The Bruges palace had been built and rebuilt many times during the four hundred years that it had been in use, first by the Counts of Flanders and later by the Dukes of Burgundy. For the Chapter of the Order of the Golden Fleece, which had assembled there in May, a large
wooden hall had been erected in the courtyard and this was refurbished for the wedding. Parts of it were made in Brussels and brought by water to Bruges. It was a large construction, 140 feet long and 70 feet wide and it included two upper galleries, turrets and glass windows with gilded shutters.

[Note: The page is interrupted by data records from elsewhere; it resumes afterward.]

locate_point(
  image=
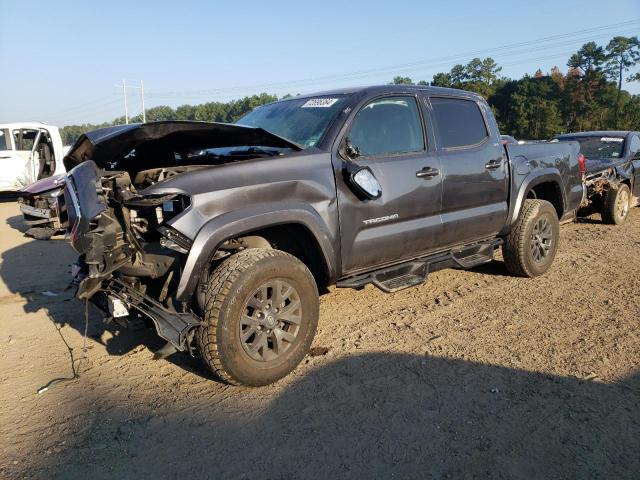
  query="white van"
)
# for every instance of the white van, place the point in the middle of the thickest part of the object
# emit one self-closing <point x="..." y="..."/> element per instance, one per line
<point x="28" y="152"/>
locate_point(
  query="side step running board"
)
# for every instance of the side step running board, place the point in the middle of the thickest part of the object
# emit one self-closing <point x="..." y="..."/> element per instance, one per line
<point x="405" y="275"/>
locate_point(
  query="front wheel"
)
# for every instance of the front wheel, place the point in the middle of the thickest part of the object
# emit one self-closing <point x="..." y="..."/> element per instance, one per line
<point x="531" y="246"/>
<point x="616" y="205"/>
<point x="260" y="317"/>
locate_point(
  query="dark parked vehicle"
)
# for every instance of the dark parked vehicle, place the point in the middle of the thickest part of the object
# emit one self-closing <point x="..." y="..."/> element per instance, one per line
<point x="223" y="235"/>
<point x="39" y="206"/>
<point x="612" y="171"/>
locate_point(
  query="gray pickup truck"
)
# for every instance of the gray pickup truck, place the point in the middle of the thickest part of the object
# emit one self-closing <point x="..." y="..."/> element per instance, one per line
<point x="223" y="235"/>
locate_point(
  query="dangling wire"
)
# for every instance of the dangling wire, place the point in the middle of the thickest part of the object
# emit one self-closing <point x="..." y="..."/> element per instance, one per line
<point x="75" y="369"/>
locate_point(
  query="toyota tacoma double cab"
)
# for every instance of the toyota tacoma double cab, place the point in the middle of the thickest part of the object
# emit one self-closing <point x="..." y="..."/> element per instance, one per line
<point x="612" y="172"/>
<point x="223" y="235"/>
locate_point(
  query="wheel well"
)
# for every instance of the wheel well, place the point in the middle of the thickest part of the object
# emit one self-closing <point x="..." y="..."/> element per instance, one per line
<point x="549" y="191"/>
<point x="296" y="240"/>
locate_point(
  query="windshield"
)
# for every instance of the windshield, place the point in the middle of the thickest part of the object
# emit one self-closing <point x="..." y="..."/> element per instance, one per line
<point x="303" y="121"/>
<point x="601" y="148"/>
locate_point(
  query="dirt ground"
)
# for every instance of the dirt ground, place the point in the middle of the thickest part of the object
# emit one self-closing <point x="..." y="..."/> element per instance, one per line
<point x="472" y="374"/>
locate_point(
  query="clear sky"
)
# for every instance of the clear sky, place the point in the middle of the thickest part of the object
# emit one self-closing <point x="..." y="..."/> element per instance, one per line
<point x="60" y="60"/>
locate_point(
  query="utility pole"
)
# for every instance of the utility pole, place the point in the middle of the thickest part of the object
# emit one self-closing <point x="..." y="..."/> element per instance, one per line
<point x="126" y="104"/>
<point x="126" y="111"/>
<point x="144" y="113"/>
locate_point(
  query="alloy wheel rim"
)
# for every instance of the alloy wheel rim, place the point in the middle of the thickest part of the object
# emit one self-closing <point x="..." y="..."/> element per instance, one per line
<point x="622" y="203"/>
<point x="270" y="321"/>
<point x="541" y="240"/>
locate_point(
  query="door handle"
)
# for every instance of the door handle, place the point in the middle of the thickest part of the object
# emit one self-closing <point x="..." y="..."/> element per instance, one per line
<point x="493" y="164"/>
<point x="427" y="172"/>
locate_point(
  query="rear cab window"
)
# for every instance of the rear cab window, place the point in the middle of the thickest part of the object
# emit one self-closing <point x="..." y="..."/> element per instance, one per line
<point x="5" y="141"/>
<point x="388" y="126"/>
<point x="459" y="122"/>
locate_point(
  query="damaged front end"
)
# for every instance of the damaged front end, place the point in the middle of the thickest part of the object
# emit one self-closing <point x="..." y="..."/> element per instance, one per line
<point x="119" y="206"/>
<point x="130" y="260"/>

This was the golden age of gothic tapestries and for the wedding ceremonies the magnificent Gideon and Clovis tapestries gleamed on the walls. Above the dais there were dazzling verdure tapestries displaying the arms of Burgundy and within the palace thirty-two rooms were decorated with more sets of tapestries. Made chiefly in Tournai, these great hangings were among the most treasured possessions of the Burgundian Dukes. They were woven of silk and wool, with gold and silver threads and were incredibly costly. One set alone might cost the equivalent of the total annual income of a noble landowner,73 so that apart from kings and great dukes, few noblemen owned more than two or three pieces. The Burgundian collection was the richest in Europe as can be seen from the fragments which still survive scattered in art galleries and museums all over the world. In July 1468 the entire collection was concentrated at Bruges, a symbol of almost fabulous wealth and a magical experience for those fortunate enough to walk through the candlelit rooms of the palace.
For the banquets, the roof of the wooden hall had been draped in blue and white and the high table was splendid in purple, black and gold. Illumination was by an elaborate system of candelabra and mirrors, arranged by the lighting expert Jean Scalkin. The ducal plate of gold, silver and copper dishes shone on elevated cupboards made specially for this occasion and decorated with pinnacles, each of them crowned with a ‘unicorn’s horn’. No wonder Edward Hall doubted the veracity of these reports. The Duchess dined in state with the Dowager and Mary, attended by all the most important members of the English entourage and of the Burgundian court. The remaining ladies were served in one of the galleries and musicians played in the other.